Publié le 08/03/2007 par Marceau Verhaeghe / Catégorie: Critique

Chauffe Marcel !

Lorsque des tempéraments artistiques comme ceux du réalisateur Freek Quartier et du saxophoniste Andy Declercq se marient avec l’animation 3D, le résultat sort des sentiers battus. Une oeuvre toute en atmosphères, loin des effets tape-à-l’œil qui sont trop fréquemment  l'apanage des films en images de synthèse. Ballad in E minor est un hommage décalé au jazz, dans son inspiration comme dans ses ambiances.

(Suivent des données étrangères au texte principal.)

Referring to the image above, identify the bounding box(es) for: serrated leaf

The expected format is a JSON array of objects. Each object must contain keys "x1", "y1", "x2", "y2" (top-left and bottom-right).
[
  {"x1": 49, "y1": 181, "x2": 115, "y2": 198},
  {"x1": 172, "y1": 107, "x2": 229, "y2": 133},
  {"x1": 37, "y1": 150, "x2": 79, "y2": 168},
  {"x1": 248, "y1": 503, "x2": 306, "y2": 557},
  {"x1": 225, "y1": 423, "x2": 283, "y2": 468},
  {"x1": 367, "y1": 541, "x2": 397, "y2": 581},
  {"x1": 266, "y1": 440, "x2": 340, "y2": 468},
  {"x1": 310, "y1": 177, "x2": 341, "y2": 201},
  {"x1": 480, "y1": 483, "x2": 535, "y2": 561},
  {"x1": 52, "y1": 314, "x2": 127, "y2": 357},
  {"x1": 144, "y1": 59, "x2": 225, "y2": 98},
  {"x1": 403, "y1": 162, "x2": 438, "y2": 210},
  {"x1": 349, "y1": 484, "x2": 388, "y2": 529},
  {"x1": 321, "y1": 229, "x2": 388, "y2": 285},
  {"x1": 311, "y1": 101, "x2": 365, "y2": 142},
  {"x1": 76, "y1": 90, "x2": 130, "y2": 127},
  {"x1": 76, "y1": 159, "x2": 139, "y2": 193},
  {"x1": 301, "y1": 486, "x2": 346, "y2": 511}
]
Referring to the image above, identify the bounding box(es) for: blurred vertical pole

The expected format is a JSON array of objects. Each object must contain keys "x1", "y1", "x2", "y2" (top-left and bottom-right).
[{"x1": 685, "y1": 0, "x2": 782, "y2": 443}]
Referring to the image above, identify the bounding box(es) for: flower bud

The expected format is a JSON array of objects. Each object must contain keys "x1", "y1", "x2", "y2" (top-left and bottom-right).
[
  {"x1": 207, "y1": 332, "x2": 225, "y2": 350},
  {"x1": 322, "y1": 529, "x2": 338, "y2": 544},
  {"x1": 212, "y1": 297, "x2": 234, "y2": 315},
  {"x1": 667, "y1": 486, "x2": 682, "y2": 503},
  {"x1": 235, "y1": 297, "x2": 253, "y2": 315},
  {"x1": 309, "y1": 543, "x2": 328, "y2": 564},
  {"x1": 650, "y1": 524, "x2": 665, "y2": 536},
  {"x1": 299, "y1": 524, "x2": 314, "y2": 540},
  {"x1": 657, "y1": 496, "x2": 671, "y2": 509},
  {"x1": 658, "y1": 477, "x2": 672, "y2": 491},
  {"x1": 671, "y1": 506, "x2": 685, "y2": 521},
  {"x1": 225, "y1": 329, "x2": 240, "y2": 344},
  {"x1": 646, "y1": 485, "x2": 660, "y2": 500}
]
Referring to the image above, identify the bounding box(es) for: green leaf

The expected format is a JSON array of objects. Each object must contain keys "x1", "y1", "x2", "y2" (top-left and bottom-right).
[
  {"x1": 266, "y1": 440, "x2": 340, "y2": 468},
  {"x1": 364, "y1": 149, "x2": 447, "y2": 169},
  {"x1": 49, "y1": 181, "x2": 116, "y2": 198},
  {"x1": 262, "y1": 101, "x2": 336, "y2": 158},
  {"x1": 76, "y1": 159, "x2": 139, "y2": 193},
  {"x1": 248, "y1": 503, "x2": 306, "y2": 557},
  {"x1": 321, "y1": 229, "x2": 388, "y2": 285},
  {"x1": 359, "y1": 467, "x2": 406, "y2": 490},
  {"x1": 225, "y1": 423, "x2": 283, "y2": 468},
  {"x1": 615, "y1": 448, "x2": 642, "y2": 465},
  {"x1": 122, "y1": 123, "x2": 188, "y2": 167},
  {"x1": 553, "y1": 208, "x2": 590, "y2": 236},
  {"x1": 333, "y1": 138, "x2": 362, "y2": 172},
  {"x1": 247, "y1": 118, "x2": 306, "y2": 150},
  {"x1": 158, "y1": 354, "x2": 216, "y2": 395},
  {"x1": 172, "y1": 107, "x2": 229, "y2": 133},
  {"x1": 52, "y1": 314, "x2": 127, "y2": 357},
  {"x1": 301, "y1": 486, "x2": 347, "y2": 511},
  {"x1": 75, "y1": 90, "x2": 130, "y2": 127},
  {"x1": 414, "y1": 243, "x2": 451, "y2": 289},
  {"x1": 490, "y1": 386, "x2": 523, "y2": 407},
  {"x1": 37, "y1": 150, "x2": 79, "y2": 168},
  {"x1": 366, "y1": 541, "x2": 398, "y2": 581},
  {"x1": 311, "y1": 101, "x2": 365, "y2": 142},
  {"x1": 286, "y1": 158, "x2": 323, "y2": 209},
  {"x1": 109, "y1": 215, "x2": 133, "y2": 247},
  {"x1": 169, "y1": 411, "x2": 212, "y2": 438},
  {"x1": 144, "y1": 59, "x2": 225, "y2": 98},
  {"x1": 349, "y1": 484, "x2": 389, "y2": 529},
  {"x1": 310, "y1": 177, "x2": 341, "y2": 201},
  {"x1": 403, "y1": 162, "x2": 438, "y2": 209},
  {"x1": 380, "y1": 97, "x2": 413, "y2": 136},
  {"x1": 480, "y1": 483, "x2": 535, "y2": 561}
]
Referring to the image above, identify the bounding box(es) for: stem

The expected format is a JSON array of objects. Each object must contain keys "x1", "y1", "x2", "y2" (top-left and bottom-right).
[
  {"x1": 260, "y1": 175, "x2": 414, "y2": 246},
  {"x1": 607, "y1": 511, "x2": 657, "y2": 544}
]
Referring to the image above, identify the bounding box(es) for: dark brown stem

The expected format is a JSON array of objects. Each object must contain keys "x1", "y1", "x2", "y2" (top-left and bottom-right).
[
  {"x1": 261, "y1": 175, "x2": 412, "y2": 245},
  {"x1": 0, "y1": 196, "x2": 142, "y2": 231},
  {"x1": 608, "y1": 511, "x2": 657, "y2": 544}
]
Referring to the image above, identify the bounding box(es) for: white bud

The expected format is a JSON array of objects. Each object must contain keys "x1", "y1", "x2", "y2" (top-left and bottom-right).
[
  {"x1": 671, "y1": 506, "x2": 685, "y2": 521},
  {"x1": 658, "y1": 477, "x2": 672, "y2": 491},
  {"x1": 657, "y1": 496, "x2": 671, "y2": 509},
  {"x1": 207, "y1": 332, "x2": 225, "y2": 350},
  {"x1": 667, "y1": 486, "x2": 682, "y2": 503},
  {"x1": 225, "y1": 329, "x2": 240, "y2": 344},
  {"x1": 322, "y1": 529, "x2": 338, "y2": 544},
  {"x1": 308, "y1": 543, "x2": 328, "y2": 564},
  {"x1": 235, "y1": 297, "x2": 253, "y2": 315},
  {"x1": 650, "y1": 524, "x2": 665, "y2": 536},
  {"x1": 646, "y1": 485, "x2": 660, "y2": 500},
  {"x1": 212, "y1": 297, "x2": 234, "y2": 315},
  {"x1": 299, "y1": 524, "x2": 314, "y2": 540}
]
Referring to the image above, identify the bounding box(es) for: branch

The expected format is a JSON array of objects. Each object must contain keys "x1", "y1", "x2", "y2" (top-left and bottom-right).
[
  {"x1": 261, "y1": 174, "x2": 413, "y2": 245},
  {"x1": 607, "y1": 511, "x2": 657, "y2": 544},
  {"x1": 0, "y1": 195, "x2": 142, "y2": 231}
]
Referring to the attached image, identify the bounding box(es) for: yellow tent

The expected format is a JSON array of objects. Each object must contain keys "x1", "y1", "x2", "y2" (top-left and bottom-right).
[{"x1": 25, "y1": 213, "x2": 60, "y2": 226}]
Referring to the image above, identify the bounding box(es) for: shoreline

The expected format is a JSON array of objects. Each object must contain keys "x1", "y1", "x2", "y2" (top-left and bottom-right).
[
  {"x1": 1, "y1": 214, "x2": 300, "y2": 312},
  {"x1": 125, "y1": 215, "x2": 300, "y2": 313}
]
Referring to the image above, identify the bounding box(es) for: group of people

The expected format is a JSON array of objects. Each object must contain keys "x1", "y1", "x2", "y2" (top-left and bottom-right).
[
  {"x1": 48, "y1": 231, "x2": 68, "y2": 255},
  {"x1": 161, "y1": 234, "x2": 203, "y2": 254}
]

La musique y remplace les mots et se fait complément idéal de l’image pour transmettre au spectateur les émotions du personnage principal. Ce dernier, musicien de rue, termine ce qu’il est convenu d’appeler une journée de m… Malgré tout le cœur, le talent et la conviction qu’il a mis dans ses prestations, l’étui de son saxophone est resté presque aussi vide qu’aux premières heures de la matinée. À peine quelques pièces, juste de quoi se payer une bouteille de whisky au fond d’un bar miteux. Tandis que la bouteille se vide et que l’homme ressasse ses idées noires en contemplant le fond de son verre, le mobilier, soudain, prend vie et le musicien, ébahi, voit se constituer pour lui un public attentif de tables, de chaises et de tabourets. Devant cette étrange audience, l’homme est poussé à donner le meilleur de lui-même.
Freek Quartier réussit en douceur la transition improbable d’une mélancolie quelque peu cafardeuse vers les accords chaleureux d’une musique aux accents communicatifs. Après un début presque glauque, il laisse son spectateur ébloui, à l'image du patron de bar et de l’unique client sur un dernier accord doux-amer. C’est le RITS (Haute école Erasme), une des rares écoles de cinéma en Belgique à avoir pleinement compris l’importance de l’enseignement de la 3D pour les professionnels de demain, que ce tempérament hors normes a pu s’exprimer ainsi. On appréciera diversement le graphisme choisi, mais le réalisateur en joue avec beaucoup d’à-propos pour souligner cette contradiction qui fait la moelle de son film. On baigne dans cette ambiance particulière, oscillant entre désespoir mortifère et enthousiasme juvénile, dont s’imprègnent le jazz, le blues et certaines tendances de rock. Le résultat, tout en subtilité, ne déchaînera pas les passions, mais séduira un public de qualité, sensible à la faculté d’évocation dont fait preuve le réalisateur et son complice saxophoniste. Ce dernier s’est vu récemment récompensé d’une mention au festival Het Grote Ongeduld, pour la qualité de son travail musical. 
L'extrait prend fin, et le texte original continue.